From here, the report examines the UK economy in this light and finds that its approaches over the past 40 years – particularly with policies such as “trickle down” economics and privatisation – have failed to properly account for the externalities of trade and so is scientifically illiterate in the face of climate change.

To this end, the report goes on to lay out ten packages of actions that Scotland (and in my opinion, the rest of the UK) could undertake that would help move to an investment-led economy.  These packages are all compatible with and would form the foundation of such a Green Deal.

The plans of action are (and some are Scotland specific, but are entirely adaptable):

Create a monetary and fiscal environment conducive to investment. During the development phase of Scotland’s independence, it will be recognised that an independent currency and strong monetary institutions are vital and that cutting deficits suppresses the economy and pushes deficits onto private and household sectors.

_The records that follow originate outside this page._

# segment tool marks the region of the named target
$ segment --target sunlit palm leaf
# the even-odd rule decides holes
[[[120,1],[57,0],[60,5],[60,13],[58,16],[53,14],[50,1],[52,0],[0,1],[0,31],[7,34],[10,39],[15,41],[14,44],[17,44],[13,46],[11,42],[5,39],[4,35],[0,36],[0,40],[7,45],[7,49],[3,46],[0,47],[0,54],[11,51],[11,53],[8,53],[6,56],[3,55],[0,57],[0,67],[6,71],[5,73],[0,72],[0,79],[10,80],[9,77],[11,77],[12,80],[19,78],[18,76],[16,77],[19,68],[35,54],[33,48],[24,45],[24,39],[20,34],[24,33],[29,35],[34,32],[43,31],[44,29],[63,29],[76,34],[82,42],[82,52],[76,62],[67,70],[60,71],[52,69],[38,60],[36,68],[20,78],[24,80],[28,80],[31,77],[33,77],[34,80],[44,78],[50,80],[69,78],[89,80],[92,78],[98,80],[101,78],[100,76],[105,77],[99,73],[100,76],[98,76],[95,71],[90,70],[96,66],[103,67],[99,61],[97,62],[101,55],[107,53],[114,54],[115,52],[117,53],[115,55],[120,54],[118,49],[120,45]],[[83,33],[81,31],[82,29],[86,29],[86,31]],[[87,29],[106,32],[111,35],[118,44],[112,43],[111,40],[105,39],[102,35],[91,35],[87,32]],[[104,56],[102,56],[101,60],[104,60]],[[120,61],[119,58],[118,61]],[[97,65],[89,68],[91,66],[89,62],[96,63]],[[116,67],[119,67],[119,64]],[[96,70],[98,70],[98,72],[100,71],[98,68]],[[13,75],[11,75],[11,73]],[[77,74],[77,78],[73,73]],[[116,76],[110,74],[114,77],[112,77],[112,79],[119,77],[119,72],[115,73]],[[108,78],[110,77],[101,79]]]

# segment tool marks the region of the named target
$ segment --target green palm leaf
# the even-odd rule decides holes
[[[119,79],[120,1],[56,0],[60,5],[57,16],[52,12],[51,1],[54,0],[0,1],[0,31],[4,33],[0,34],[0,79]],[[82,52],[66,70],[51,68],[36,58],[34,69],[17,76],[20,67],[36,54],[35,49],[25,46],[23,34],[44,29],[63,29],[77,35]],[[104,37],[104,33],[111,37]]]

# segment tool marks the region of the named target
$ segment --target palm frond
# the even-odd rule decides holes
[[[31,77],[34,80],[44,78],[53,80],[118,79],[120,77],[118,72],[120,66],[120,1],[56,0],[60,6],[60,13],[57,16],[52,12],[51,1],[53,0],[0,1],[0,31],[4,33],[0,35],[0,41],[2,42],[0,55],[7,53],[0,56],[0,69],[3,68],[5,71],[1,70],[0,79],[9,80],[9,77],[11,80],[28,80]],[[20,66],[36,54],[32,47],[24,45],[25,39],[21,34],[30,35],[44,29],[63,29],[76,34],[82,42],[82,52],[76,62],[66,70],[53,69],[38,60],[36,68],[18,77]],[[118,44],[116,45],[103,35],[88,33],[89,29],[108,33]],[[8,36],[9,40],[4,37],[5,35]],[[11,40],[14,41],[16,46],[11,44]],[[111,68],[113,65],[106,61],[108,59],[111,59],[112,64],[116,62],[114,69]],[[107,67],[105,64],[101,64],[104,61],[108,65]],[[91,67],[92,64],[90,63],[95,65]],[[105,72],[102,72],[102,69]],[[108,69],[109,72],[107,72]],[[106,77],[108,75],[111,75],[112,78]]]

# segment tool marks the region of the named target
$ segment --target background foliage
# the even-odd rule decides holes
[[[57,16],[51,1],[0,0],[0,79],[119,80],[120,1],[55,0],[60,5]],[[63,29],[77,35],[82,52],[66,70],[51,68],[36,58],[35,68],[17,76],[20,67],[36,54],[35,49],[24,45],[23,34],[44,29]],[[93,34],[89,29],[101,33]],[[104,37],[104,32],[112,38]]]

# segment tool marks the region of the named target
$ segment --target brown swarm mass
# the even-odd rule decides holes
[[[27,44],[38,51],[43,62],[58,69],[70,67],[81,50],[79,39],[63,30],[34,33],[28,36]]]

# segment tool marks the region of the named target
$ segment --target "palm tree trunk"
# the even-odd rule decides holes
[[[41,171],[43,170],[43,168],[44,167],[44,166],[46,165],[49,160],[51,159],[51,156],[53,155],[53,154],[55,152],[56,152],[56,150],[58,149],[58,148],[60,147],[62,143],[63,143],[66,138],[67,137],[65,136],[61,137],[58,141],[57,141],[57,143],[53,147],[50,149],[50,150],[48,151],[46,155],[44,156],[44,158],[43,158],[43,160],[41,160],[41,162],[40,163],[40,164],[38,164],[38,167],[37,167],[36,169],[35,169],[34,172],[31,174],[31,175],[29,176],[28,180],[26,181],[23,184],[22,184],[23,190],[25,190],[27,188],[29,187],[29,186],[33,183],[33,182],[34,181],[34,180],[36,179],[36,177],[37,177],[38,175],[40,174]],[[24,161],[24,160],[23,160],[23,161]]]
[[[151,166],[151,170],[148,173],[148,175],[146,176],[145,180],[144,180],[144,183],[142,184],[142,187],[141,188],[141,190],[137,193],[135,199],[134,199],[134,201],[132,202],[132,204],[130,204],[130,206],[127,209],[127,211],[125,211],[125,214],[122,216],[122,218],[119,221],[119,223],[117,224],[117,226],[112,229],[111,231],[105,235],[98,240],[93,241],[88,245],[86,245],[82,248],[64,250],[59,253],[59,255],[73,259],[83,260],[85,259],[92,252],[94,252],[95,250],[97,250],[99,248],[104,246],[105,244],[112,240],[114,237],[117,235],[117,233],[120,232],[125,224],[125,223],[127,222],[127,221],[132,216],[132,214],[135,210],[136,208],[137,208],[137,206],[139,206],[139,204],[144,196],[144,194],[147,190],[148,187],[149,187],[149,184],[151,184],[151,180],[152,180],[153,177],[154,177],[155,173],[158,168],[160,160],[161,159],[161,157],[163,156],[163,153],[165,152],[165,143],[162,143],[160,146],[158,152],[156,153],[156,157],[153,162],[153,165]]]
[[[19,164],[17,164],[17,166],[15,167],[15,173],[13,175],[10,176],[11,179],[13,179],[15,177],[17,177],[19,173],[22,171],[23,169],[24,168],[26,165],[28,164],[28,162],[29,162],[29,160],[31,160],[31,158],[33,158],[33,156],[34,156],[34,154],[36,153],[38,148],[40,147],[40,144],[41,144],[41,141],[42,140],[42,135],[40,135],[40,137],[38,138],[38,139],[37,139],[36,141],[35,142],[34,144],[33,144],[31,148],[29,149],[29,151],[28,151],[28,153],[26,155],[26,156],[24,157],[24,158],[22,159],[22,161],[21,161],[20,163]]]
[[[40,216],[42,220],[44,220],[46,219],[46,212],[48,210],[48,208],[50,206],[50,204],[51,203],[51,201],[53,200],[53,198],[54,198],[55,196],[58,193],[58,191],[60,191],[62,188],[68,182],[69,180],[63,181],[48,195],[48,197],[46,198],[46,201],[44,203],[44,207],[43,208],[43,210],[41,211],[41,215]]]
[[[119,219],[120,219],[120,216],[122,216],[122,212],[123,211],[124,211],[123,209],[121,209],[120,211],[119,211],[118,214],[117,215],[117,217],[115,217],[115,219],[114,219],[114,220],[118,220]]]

Strengthen the foundational economy. Scotland should prioritise core public needs such as energy, transport, infrastructure, and postal and communication services and should tackle growing problems in housing and food sectors with a much more interventionalist approach.

Build a public investment model. Led by the Scottish National Investment Bank, Scotland should set up a series of National Companies tasked with driving investment in a strategic way across public, civic and private sectors. A public stock exchange would support businesses seeking equity and local banking networks would support small and local businesses.

Produce an industrial strategy. Scotland’s industrial strategy would be designed to boost, develop and stimulate the productive economy and rebalance away from low-pay sectors. Key also would be anchoring strategies to maintain businesses in Scotland for the long term.

Invest in human capital. From industrial democracy and collective bargaining, through workers’ rights and social security, a Universal Basic Income and more recognition of unpaid labour, encouraging entrepreneurialism and creating a welcoming immigration strategy not solely based on economic reasons there is much that Scotland could do to focus attention on how well we live in this country rather than just how much we produce for our employers.

Implement a resource management strategy. Scotland’s resources are vast but many are exploited unsustainably or are being used in ways which benefit too few. Much better use of our land and marine assets would be prioritised.

Decentralise economic policy. Though not on anywhere near the magnitude of the UK as a whole, Scotland still suffers from regional economic inequalities. Development Councils – a radical form of local government – would be used to boost local ownership of development policy and help to stop over-concentration of economic activity within Scotland.

Reorient business support. Scotland should take a more strategic, value based approach to business support. Diversification of ownership models should be encouraged and the public sector should take an “entrepreneurial state” approach in many areas of the economy.

Do no harm. Scotland must take climate change seriously. Small tweaks to the current system or delaying action beyond the next election is no longer tenable. A Green New Deal should be developed and enacted. Instead of debt-fuelled consumption, a sharing economy with a much more circular approach should be built. “Reduce, repair, re-use and recycle” should replace “take, make, use and dump”.

Start with a boost. Setting up a new country will take a lot of work and will require a large sum of money invested to create the new services and infrastructure that Scotland currently lacks entirely or needs to vastly expand. A new country should not start life with a decade of deficit reduction at a time when the need for transformational investment will be at its more vital.

Common Weal has written this report to boost the case for Scottish independence: the rest of us would be wise to take note.